Carl Sagan Quotes on Technology

- Virtually every major technological advance in the history of the human species—back to the invention of stone tools and the domestication of fire—has been ethically ambiguous.

- We have designed our civilization based on science and technology and at the same time arranged things so that almost no one understands anything at all about science and technology. This is a clear prescription for disaster.

- Our science and our technology have posed us a profound question. Will we learn to use these tools with wisdom and foresight before it's too late? Will we see our species safely through this difficult passage so that our children and grandchildren will continue the great journey of discovery still deeper into the mysteries of the Cosmos?

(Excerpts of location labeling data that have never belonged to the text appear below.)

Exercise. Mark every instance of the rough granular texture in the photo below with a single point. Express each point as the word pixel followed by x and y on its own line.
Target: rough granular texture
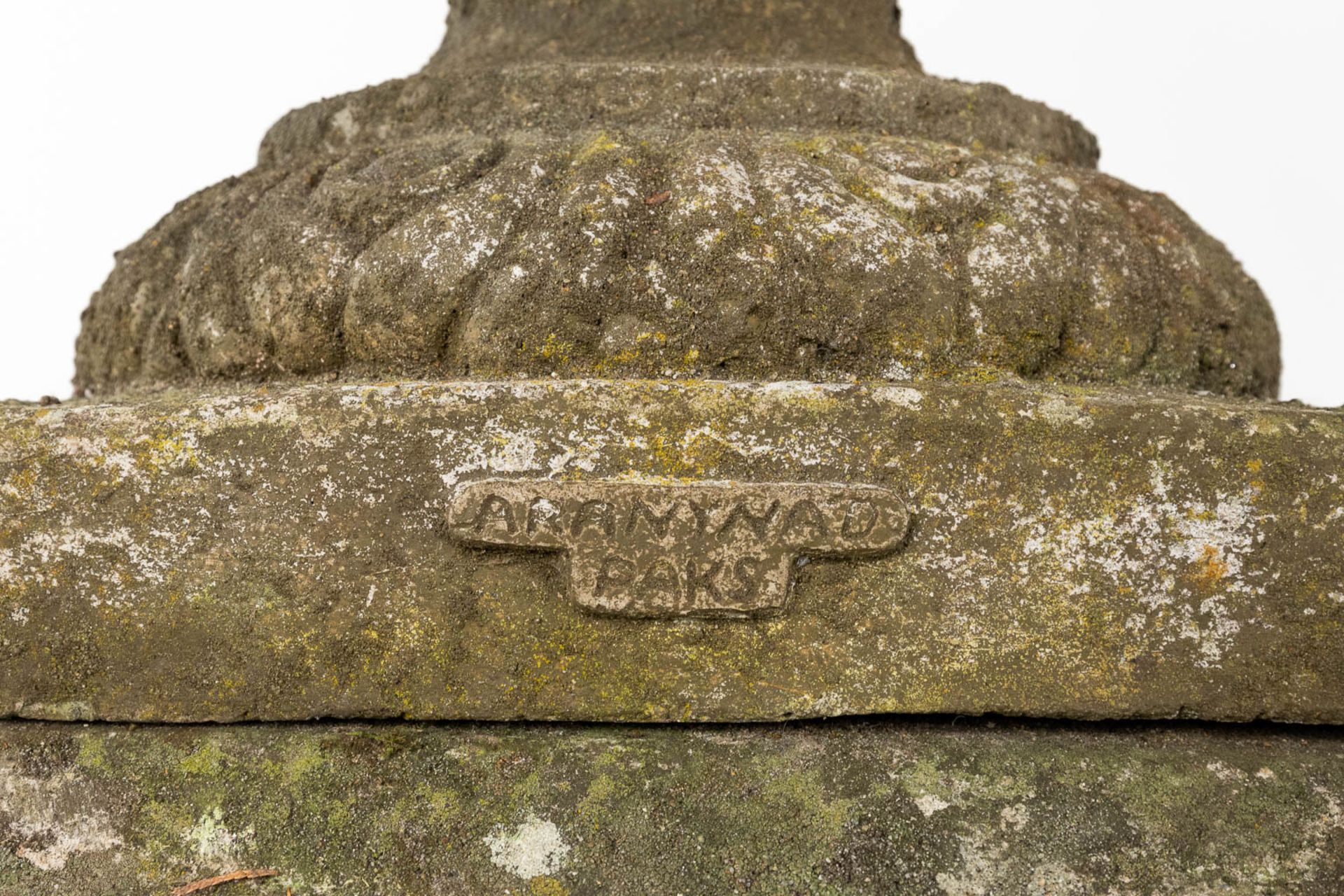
pixel 286 555
pixel 827 811
pixel 594 190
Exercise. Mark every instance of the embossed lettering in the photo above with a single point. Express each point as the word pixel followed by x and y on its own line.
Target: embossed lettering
pixel 495 512
pixel 806 520
pixel 757 523
pixel 701 578
pixel 659 524
pixel 600 514
pixel 615 573
pixel 859 520
pixel 543 512
pixel 662 550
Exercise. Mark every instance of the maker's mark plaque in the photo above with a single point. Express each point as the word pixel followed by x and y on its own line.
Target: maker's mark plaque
pixel 680 550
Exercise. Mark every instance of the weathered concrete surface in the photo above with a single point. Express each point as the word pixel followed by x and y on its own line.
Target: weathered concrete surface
pixel 286 554
pixel 835 811
pixel 616 190
pixel 772 257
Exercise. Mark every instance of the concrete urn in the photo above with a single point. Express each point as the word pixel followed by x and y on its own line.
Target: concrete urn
pixel 673 447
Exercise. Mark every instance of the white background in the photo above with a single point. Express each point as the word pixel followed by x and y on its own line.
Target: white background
pixel 113 112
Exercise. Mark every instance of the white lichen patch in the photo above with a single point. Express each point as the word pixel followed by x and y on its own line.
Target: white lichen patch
pixel 930 804
pixel 531 849
pixel 216 843
pixel 49 822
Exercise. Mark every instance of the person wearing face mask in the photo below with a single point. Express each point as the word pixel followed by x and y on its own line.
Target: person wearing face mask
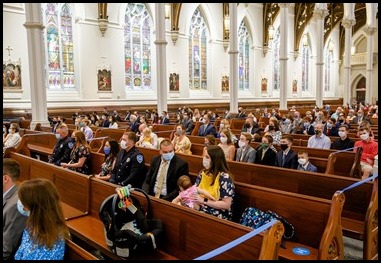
pixel 46 231
pixel 216 179
pixel 62 149
pixel 164 171
pixel 227 145
pixel 369 151
pixel 265 155
pixel 319 140
pixel 343 142
pixel 304 164
pixel 245 153
pixel 130 165
pixel 286 158
pixel 13 221
pixel 181 141
pixel 207 127
pixel 111 150
pixel 13 138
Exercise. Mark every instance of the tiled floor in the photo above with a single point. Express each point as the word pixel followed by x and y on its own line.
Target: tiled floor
pixel 353 249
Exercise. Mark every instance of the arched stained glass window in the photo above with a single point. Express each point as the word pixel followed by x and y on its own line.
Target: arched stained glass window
pixel 276 63
pixel 305 67
pixel 328 56
pixel 243 42
pixel 197 52
pixel 137 47
pixel 58 38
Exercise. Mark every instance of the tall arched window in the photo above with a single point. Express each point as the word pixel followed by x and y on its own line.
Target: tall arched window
pixel 58 38
pixel 137 47
pixel 276 63
pixel 197 52
pixel 243 42
pixel 305 66
pixel 328 56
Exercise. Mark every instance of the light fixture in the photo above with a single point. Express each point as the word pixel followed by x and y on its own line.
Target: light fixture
pixel 353 50
pixel 167 10
pixel 331 46
pixel 305 40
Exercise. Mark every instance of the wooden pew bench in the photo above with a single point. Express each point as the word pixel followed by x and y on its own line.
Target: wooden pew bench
pixel 73 187
pixel 180 241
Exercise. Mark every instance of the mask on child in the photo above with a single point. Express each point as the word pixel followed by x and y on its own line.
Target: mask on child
pixel 302 161
pixel 107 150
pixel 168 156
pixel 206 163
pixel 20 207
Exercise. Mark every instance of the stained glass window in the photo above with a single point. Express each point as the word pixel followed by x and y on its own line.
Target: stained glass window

- That same rocket and nuclear and computer technology that sends our ships past the farthest known planet can also be used to destroy our global civilization. Exactly the same technology can be used for good and for evil. It is as if there were a God who said to us, “I set before you two ways: You can use your technology to destroy yourselves or to carry you to the planets and the stars. It's up to you.”

Carl Sagan Quotes on Truth

- Sceptical scrutiny is the means, in both science and religion, by which deep thoughts can be winnowed from deep nonsense.

- We wish to pursue the truth no matter where it leads. But to find the truth, we need imagination and scepticism both. We will not be afraid to speculate, but we will be careful to distinguish speculation from fact.

- The truth may be puzzling. It may take some work to grapple with. It may be counterintuitive. It may contradict deeply held prejudices. It may not be consonant with what we desperately want to be true. But our preferences do not determine what's true.

- Finding the occasional straw of truth awash in a great ocean of confusion and bamboozle requires intelligence, vigilance, dedication and courage. But if we don't practise these tough habits of thought, we cannot hope to solve the truly serious problems that face us—and we risk becoming a nation of suckers, up for grabs by the next charlatan who comes along.

- One of the saddest lessons of history is this: If we've been bamboozled long enough, we tend to reject any evidence of the bamboozle. We're no longer interested in finding out the truth. The bamboozle has captured us. It is simply too painful to acknowledge—even to ourselves—that we've been so credulous. So the old bamboozles tend to persist as the new bamboozles rise.